L’applicazione mette a disposizione tre modalità: la “modalità di esplorazione“, cioè quella di riconoscimento degli oggetti che si ritrovano intorno all’utente; la “modalità di shopping“, che consente la lettura di codice a barre e prezzi; la “modalità di lettura veloce“, che consente lo smistamento della posta, la lettura di segnali stradali o di etichette.

Applicazione Lookout. Fonte: Google

Lookout è stata annunciata lo scorso anno ed è ora disponibile su Google Play anche se, al momento, esclusivamente per i dispositivi Google Pixel negli Stati Uniti e soltanto in lingua inglese. La speranza è che a breve l’applicazione Lookout possa essere disponibile anche in Europa, nelle diverse lingue, perché la sua utilità per persone con disabilità visiva è evidente. A questo proposito Google dichiara di voler estendere Lookout «a più dispositivi, paesi e piattaforme».

Ovviamente l’applicazione in questione ha dei limiti ed è soggetta a errori sui quali Google promette di continuare a lavorare: proprio per questo l’azienda chiede il feedback, sul funzionamento di Lookout, degli utenti che l’hanno già utilizzata, in modo da capire come migliorarla ulteriormente.

“Sii i miei occhi”: la partnership tra Google e Be My Eyes

La mission di Google prevede, quindi, anche che si lavori per rendere più autonome le persone con disabilità. Per questo motivo a gennaio 2019, Google ha lanciato il Disability Support Team. Il team in questione è stato creato per rispondere a tutte le problematiche relative alle funzionalità di supporto alla disabilità presenti nei prodotti dell’azienda.

Fonte: Google

Gli utenti hanno così possibilità di parlare telefonicamente con un esperto di questo team negli orari stabiliti e in lingua inglese.

Grazie poi alla partnership tra Google e l’applicazione gratuita Be My Eyes, gli utenti possono accedere alla sezione di assistenza di quest’app e richiedere aiuto per l’utilizzo delle funzionalità sopracitate, così come per lo svolgimento di svariate attività.

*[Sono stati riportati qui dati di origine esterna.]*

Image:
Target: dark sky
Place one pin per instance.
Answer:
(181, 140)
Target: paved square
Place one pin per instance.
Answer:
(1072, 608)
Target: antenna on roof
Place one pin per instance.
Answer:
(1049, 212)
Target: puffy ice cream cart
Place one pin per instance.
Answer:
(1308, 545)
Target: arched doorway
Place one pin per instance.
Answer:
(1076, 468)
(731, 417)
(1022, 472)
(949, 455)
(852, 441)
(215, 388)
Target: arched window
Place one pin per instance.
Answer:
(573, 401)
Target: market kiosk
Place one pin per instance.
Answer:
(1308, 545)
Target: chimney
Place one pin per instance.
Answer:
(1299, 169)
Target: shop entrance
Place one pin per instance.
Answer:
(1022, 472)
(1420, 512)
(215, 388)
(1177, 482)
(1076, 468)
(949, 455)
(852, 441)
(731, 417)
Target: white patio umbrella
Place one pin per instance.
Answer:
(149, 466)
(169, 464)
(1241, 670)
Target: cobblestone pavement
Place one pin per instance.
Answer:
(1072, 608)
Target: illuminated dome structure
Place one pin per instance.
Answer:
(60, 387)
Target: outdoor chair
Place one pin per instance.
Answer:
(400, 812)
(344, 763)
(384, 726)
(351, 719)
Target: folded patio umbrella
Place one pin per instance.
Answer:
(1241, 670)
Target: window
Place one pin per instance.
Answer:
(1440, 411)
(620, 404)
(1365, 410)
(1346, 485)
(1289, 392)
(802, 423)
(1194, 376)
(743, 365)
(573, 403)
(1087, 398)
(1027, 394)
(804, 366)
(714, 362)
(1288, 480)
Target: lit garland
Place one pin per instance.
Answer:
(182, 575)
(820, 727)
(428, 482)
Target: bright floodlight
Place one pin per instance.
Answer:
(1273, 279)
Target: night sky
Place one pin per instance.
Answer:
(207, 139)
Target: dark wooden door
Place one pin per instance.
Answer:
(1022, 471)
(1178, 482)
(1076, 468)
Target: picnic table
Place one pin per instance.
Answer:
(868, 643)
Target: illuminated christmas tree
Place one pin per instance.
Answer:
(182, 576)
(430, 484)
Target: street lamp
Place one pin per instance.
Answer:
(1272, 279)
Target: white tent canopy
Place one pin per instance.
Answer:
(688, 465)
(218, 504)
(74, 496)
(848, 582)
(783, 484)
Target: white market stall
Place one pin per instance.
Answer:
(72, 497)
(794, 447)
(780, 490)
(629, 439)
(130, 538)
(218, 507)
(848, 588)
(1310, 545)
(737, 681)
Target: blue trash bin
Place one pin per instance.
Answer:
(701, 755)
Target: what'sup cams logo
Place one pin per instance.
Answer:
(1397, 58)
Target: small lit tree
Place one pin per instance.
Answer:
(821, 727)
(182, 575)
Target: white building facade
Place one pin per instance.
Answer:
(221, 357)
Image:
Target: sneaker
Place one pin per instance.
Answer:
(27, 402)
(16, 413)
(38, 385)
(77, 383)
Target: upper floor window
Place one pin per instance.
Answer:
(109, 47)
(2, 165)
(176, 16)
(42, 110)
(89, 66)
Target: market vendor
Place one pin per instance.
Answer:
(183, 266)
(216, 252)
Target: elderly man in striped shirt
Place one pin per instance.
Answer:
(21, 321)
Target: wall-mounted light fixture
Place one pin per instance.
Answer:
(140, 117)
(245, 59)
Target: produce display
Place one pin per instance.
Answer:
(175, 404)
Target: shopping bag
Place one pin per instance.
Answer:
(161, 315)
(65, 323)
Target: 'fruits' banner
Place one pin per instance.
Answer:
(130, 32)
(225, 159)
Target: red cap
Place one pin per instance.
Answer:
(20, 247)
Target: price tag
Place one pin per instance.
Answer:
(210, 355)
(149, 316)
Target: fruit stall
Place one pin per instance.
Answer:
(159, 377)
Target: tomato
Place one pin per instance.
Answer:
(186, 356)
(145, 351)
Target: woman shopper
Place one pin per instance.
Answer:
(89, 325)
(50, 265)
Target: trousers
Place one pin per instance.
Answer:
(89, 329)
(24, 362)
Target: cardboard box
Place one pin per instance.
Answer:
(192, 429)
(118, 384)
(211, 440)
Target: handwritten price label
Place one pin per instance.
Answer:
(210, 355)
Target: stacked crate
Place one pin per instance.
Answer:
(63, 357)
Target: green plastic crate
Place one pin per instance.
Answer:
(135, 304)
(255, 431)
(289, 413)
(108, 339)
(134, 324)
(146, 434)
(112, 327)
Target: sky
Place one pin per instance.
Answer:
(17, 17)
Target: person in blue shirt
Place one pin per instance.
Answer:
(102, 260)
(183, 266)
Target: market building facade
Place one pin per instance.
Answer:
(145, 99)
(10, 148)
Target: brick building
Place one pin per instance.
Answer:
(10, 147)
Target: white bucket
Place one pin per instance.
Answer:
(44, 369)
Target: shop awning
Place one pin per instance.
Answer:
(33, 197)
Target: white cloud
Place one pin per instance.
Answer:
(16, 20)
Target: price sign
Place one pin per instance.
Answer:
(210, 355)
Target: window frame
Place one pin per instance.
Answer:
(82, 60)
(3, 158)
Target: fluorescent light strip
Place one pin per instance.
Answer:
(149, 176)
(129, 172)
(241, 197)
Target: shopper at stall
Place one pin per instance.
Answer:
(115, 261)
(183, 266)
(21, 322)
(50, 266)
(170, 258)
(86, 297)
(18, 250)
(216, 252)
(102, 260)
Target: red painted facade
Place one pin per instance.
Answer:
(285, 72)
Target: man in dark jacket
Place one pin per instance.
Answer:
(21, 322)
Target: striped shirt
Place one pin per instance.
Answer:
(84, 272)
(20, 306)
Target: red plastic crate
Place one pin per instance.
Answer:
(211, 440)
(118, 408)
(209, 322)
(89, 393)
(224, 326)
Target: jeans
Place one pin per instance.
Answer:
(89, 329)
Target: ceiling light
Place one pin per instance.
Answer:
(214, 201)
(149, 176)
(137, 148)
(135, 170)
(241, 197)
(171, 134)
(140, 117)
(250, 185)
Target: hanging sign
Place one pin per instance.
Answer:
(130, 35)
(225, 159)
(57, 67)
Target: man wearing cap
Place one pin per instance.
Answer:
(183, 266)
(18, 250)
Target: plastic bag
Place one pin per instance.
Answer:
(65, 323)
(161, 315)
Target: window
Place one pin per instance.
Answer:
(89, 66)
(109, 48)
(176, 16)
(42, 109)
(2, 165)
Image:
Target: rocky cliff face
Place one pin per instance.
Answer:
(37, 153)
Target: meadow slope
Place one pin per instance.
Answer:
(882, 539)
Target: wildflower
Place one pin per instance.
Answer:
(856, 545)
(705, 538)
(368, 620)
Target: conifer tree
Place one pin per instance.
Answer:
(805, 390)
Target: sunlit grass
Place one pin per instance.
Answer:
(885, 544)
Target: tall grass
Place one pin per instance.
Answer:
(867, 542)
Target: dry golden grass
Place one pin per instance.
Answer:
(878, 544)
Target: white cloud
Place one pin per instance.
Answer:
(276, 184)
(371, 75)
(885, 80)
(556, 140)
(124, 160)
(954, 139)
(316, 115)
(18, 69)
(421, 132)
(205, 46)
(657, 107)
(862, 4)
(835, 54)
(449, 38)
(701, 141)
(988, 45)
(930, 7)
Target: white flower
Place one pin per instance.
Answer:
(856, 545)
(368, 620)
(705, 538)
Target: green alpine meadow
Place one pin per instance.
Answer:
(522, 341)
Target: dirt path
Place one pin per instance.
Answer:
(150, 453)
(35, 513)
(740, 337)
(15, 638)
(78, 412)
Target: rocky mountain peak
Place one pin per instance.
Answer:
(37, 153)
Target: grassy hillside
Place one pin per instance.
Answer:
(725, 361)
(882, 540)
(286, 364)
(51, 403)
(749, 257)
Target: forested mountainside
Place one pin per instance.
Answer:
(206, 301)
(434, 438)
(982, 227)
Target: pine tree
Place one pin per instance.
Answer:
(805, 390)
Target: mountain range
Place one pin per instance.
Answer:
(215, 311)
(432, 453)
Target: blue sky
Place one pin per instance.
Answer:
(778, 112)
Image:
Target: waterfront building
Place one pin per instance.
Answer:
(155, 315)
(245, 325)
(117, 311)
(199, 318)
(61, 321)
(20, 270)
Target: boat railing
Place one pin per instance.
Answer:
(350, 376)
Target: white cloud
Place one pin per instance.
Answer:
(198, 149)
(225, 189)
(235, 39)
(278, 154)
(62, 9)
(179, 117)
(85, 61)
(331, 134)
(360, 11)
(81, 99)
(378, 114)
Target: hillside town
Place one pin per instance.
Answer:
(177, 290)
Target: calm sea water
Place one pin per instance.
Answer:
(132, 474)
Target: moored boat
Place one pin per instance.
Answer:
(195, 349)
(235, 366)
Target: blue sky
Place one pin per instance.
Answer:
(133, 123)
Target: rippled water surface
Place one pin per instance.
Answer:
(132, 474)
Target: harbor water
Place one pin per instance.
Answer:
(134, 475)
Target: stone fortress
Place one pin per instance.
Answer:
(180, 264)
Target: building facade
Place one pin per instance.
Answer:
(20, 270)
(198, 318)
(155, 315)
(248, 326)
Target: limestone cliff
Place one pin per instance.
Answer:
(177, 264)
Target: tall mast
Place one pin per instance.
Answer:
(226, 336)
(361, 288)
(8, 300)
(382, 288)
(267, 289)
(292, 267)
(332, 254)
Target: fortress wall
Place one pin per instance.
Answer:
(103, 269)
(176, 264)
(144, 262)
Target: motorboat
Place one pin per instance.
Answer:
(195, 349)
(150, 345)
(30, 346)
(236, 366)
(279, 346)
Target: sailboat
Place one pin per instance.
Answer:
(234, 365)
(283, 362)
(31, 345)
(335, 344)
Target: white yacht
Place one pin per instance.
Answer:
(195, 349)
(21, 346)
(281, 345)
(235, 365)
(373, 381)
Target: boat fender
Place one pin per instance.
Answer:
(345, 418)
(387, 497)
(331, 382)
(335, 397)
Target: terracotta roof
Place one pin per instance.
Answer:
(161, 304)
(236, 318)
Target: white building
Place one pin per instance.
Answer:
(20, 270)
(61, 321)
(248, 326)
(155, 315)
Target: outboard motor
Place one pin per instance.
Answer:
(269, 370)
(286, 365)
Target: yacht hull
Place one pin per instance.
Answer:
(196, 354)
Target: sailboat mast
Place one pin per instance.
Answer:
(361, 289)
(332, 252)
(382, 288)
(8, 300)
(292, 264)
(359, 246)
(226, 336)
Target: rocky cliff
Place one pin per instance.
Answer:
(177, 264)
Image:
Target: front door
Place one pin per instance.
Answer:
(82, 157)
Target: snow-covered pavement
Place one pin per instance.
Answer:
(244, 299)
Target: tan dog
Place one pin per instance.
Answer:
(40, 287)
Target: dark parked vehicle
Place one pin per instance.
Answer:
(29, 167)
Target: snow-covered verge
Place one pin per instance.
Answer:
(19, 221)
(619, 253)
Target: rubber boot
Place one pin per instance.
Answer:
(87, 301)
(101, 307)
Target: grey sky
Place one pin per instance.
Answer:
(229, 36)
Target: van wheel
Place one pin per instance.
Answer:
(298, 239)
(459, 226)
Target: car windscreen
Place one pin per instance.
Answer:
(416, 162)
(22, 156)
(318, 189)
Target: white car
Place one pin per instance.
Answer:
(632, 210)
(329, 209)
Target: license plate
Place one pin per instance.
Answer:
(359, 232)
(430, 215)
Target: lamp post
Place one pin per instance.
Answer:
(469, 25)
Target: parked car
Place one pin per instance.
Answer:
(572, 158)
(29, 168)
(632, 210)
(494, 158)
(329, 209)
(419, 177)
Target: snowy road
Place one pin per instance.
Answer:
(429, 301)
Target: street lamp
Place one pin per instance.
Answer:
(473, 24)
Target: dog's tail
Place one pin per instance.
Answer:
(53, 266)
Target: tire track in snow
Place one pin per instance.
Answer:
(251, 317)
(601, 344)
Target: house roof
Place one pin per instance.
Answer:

Infatti, l’applicazione consente alle persone non vedenti o ipovedenti di connettersi con circa 2 milioni di volontari normovedenti appartenenti alla comunità Be My Eyes; essi sono pronti ad aiutarli svolgendo compiti che richiedono un aiuto visivo: dal controllare le date di scadenza di prodotti al distinguere i colori, fino a leggere le istruzioni o assicurarsi che l’abbigliamento dell’utente sia ben abbinato.

Una volta che l’utente normovedente disponibile al momento risponde alla richiesta di aiuto, i due vengono messi in contatto tramite videochiamata e il primo in questo modo può fornire le informazioni richieste dal secondo.

Seeing IA: l’app di supporto ai non vedenti (presente anche in Italia)

Del resto, sempre più aziende comprendono l’importanza di trovare soluzioni tecnologiche accessibili a tutti e in grado di rendere più semplice la vita delle persone con disabilità di diversi tipi. Non solo Google quindi, ma anche un’azienda come Microsoft ha deciso di sfruttare l’intelligenza artificiale per creare un’app con delle funzionalità simili a quelle dell’applicazione Lookout.

Nel 2017 in effetti Microsoft ha lanciato un’interessante applicazione, chiamata Seeing IA, che può essere usata in vari contesti, per esempio per riconoscere e leggere le etichette dei prodotti o i menu dei ristoranti oppure per descrivere le persone, dalla loro età e dal loro genere al loro stato emotivo.

A marzo 2019 Microsoft ha lanciato un aggiornamento dell’app, introducendo una funzione che consente all’utente di ascoltare la descrizione del contenuto di fotografie relative all’ambiente circostante, della galleria del cellulare o altre immagini condivise sui social media. Per ora Seeing IA è presente solo su iOS e solo in lingua inglese, ma è già disponibile in Italia.